4. /start — watch the fleet execute

❯ /start

After planning, this kicks off autonomous execution: workers spawn for all ready tasks (up to 12 in parallel), blocked tasks auto-unblock as dependencies complete, coder workers get isolated worktrees, and the loop runs until every Definition-of-Done item passes. Monitor with /tasks, /workers, /dod, /tokens.

5. /code-review — four reviewers in parallel

❯ /code-review

Spawns four specialized reviewers at once — 🔒 security, 🐛 correctness, 🏗️ architecture, ⚡ performance — and synthesizes their findings into one actionable report.

6. Autopilots — end-to-end, hands-off loops

Autopilots chain investigate → fix → test → review → PR into a single self-driving run. They're ideal for unattended work:

❯ /bug-autopilot "users get a 500 when the cart is empty"
❯ /github-issue-worker-autopilot          # triage open GitHub issues → fix → ship draft PRs
❯ /code-review-autopilot --scope=diff     # iterative review-and-fix loop on your diff

/bug-autopilot reproduces the bug, fixes it, adds a regression test, runs a review loop, opens a PR, waits for your approval, and merges. These run deterministically in-process and report progress back through the coordinator — watch them with /status. (Pair with Telegram steering to approve PRs from your phone.)

7. Goal-driven loops

When you want the fleet to keep working toward a free-form goal — even with no tasks tracked yet — use a loop:

❯ /loop "polish the docs until they're release-ready" 30m
❯ /loop-target 30m "finish the auth module" --unattended   # --unattended required under --provider claude

Each cycle the coordinator decides whether to create tasks, spawn workers, or signal completion. Ticks fire on coordinator idle, so the interval is a minimum delay, not a strict period.

8. /compete — build it three ways, pick the best

❯ /compete "implement the search feature"

Three workers build the same feature independently in separate worktrees, then a judge scores correctness, performance, and quality.
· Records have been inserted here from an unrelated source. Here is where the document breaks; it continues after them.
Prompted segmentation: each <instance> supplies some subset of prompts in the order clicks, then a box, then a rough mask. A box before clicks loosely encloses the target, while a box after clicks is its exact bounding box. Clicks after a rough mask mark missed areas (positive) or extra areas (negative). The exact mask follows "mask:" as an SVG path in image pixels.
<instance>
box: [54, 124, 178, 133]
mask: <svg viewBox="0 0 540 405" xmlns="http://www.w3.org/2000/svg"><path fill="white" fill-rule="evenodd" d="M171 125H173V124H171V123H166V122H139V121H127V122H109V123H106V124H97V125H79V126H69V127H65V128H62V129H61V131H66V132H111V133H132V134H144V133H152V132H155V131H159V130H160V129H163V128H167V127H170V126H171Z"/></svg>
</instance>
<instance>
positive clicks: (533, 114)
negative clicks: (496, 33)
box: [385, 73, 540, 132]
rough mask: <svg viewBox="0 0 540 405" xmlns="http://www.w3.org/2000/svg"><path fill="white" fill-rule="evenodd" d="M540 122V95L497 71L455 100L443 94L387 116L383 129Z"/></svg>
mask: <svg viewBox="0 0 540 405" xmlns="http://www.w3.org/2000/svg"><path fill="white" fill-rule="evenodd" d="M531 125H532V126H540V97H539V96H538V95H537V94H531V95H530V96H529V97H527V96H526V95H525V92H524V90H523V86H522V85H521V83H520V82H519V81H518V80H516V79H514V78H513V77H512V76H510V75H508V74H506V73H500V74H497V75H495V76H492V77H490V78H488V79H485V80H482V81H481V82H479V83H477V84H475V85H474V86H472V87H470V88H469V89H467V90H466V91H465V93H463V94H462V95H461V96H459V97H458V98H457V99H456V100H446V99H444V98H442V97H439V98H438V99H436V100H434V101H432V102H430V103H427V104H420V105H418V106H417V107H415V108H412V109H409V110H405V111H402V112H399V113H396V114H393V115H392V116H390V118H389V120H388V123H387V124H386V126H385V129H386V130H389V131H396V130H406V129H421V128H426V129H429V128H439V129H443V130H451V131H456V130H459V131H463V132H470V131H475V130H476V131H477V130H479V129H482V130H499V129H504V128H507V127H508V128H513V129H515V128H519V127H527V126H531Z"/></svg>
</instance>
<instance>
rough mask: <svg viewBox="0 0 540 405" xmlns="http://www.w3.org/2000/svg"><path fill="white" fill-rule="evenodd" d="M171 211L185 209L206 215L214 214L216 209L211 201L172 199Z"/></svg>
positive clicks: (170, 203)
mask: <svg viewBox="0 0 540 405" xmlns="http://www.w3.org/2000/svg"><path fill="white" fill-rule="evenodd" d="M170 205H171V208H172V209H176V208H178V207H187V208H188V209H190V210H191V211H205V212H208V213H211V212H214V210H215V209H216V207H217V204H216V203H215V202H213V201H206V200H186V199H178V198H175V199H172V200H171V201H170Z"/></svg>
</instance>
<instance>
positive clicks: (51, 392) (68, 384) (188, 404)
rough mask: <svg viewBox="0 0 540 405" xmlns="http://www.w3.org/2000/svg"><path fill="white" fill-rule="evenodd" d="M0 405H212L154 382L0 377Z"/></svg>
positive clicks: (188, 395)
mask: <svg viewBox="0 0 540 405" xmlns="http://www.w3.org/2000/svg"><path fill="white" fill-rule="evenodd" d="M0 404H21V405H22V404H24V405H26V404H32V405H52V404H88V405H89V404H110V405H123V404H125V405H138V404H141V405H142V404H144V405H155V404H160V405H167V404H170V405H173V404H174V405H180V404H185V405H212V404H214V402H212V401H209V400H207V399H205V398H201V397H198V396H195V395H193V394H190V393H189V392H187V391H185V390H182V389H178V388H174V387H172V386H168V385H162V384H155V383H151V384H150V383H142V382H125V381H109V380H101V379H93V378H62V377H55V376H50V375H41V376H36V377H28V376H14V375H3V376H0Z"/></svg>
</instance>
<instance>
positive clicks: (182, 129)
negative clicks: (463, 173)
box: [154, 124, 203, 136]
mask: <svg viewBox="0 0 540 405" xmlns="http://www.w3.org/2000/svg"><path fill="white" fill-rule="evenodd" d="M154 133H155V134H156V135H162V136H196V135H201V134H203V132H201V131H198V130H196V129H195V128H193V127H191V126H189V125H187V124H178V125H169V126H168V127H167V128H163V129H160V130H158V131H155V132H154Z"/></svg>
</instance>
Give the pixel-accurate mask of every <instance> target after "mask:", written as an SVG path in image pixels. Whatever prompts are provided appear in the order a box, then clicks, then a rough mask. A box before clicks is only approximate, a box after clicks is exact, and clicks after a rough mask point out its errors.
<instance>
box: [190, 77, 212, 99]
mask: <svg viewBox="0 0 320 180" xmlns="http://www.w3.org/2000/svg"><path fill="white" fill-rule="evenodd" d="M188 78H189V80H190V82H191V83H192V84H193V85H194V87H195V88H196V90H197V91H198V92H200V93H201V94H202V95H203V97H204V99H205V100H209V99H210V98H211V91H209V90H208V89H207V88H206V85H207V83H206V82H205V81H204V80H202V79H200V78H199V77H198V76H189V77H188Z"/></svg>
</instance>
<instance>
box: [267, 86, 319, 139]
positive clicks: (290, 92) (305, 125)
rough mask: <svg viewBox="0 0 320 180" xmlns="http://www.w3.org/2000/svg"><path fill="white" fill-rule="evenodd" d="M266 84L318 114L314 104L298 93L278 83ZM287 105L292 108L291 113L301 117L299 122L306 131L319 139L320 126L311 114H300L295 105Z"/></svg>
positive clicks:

You merge the winner.

9. /crew — activate a specialized team

❯ /crews                  # browse available crews
❯ /crew code-review-crew  # activate
❯ /crew stop              # deactivate

When a crew is active, workers use crew-specific prompts (not generic defaults) and the intelligence system tracks per-skill performance. Author your own by dropping a file in .fleet/crews/ — see Crews — Getting Started.

10. /learn — see what the fleet has learned

❯ /learn overview          # session insights + pending suggestions
❯ /learn evolve <crew>     # propose skill-prompt improvements from telemetry
❯ /learn dashboard <crew>  # before/after evolution metrics
❯ /learn shadows           # shadow proposals with win/loss stats
❯ /learn promote <skill>   # promote a winning shadow to live

The intelligence pipeline tracks every session — success rates, error patterns, duration trends — and proposes data-driven improvements to agent prompts, which you can validate with A/B eval before committing. See Fleet Intelligence.

Bonus: tune the engine

❯ /models    # interactive model picker
❯ /effort    # reasoning depth: low → medium → high → xhigh
❯ /doctor    # environment + provider-auth health check

What to do next

  1. Run /init on your project if you haven't — it pays for itself immediately.
  2. Try /research on a design question you've been mulling.
  3. Use /feature for your next real feature and go through the full pipeline.
  4. Activate a crew and run /code-review to feel the difference specialized prompts make.
  5. Check /learn overview after a few sessions and watch the system spot patterns.

For the full mental model, revisit Core Concepts; for an end-to-end walkthrough, see the Orchestration Tutorial.